Limitations of this study concern the data distribution. The data were positively skewed. Normality and equal group distribution were not assumed. Mahanalobis distance was not used to eliminate outliers, because the majority (70%) of the population was initially reported as not experiencing pain and was not evenly distributed. Removing these cases would have removed a full spectrum of pain presentation of atypical symptoms of pain, ie, the target of the study.

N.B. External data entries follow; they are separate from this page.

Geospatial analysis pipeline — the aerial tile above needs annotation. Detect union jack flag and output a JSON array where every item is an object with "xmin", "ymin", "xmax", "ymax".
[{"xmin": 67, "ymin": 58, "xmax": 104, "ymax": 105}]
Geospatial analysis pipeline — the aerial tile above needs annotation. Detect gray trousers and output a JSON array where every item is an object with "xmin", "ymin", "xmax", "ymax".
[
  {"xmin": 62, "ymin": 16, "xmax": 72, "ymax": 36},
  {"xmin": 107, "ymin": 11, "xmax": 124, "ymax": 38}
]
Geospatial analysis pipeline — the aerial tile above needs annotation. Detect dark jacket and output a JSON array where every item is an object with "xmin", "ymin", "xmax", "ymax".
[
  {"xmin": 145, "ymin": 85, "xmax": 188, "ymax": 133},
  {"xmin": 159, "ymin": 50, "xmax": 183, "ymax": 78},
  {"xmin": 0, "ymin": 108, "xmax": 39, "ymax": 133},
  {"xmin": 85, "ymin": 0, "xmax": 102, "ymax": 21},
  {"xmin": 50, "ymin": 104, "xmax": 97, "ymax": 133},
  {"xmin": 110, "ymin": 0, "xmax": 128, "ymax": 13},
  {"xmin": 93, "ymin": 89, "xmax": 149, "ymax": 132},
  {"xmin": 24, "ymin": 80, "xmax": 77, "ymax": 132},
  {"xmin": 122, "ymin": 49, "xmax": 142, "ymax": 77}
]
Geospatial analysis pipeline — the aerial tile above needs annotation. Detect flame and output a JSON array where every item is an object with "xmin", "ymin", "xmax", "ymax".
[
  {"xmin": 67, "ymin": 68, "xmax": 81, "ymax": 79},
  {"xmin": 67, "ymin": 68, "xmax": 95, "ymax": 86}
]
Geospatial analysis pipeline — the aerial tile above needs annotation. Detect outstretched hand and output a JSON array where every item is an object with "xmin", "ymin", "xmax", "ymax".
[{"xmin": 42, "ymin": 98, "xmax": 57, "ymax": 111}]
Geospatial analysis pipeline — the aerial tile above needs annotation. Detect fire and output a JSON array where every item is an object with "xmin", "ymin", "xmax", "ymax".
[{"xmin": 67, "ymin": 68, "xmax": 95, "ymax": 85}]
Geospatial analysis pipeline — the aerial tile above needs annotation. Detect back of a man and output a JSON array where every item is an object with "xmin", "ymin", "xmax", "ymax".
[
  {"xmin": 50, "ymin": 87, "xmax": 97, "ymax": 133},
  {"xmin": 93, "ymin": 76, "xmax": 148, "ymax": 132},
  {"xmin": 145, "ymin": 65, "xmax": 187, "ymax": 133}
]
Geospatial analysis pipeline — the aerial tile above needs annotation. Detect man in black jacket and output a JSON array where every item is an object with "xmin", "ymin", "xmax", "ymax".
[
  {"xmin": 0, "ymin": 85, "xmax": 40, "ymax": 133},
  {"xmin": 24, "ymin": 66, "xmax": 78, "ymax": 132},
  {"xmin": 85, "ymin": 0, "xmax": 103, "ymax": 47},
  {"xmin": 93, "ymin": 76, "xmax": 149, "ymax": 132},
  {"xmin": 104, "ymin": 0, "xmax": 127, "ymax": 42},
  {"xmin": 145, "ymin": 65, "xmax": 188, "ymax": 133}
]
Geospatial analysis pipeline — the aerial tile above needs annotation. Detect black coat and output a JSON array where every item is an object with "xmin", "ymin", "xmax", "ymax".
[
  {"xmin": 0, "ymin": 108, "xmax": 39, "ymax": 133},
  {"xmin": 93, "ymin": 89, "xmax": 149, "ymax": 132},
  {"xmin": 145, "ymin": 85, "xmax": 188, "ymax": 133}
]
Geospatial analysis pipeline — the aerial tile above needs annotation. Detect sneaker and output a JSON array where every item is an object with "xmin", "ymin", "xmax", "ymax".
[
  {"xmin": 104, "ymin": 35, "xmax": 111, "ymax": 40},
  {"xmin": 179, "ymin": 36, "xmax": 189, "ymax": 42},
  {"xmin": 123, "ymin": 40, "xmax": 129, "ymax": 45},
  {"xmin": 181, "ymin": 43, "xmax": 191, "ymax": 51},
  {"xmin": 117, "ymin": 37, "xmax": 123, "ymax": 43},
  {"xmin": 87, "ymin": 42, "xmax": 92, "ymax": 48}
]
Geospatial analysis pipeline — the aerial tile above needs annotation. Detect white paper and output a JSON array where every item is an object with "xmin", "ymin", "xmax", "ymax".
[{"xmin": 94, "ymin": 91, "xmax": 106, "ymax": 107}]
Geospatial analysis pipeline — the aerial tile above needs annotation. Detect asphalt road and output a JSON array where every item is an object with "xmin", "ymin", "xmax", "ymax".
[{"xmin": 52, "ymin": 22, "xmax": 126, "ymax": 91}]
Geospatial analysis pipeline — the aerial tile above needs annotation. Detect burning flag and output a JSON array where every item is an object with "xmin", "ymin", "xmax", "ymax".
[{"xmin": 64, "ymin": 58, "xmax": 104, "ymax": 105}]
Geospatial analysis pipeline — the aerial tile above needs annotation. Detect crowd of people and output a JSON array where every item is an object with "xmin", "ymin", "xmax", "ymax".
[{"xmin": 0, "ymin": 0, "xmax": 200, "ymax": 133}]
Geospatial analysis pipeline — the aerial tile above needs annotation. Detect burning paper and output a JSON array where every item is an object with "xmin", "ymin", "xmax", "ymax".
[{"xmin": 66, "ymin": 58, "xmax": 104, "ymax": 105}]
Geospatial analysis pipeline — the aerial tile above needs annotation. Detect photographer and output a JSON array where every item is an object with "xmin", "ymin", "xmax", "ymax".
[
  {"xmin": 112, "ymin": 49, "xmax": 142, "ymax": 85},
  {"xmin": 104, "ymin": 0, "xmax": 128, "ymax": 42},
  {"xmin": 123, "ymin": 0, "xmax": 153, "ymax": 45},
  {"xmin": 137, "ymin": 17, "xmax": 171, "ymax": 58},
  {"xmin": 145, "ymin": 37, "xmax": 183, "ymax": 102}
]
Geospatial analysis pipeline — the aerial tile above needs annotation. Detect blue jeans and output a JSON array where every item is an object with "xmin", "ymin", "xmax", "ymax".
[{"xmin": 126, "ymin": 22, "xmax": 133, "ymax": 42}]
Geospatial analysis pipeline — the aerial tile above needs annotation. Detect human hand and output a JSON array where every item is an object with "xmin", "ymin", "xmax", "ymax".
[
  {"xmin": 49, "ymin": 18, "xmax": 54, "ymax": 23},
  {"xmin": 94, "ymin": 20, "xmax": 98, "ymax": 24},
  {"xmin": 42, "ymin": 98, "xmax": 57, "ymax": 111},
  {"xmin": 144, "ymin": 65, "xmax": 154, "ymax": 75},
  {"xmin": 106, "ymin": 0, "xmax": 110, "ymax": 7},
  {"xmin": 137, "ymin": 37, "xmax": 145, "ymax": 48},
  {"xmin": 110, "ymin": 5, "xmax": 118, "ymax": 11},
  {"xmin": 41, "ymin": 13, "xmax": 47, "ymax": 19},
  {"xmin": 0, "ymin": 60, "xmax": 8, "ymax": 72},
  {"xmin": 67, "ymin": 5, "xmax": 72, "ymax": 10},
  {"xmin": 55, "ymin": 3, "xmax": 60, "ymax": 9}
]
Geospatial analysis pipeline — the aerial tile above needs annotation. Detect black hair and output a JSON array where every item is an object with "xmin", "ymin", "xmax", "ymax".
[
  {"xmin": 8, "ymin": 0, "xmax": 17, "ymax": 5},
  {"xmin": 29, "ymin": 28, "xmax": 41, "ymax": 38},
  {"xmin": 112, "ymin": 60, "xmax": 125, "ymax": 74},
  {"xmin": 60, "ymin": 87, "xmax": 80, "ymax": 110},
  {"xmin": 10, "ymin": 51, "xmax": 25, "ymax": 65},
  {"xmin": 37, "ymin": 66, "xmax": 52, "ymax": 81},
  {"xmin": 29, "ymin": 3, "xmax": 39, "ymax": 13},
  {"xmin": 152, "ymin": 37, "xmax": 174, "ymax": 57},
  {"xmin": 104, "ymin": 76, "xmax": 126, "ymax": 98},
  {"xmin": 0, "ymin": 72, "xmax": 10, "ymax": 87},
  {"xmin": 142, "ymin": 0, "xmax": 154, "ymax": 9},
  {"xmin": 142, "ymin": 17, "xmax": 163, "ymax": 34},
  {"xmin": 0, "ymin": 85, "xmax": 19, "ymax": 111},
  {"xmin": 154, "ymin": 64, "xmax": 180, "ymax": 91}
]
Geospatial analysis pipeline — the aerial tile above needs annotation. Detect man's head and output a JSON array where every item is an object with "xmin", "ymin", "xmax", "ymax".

Previously published studies question the reliability of mood and behavioral sections from rater to rater when using the MDS.^67,85 Further, the majority of residents needing skilled nursing care have some level of cognitive impairment, so intact groups were not proportionate to the mild, moderate, and severe cognitively impaired groups. This seminal work will build towards supporting change in current clinical practice, but additional clinical studies are needed to evaluate the assessment items as a clinical intervention from a translational research perspective.

Conclusion

A comprehensive plan for pain management should evaluate staffing patterns, staff education, and examine differences in pain policies and procedures to use pain management ultimately as a primary quality indicator in long-term care settings.⁸⁶ Modeling theoretical constructs can serve as a valuable tool to determine the fit between clinical knowledge, the health care context, and individual needs. Additional research examining a covariance model of the relationship between pain and cognitive status over the long term could reveal if concomitant relationships exist. Evaluating covariance models, including antecedents and consequences of longterm suffering from unresolved pain, would further support the significance of understanding indicators and accurately assessing, documenting, and treating pain.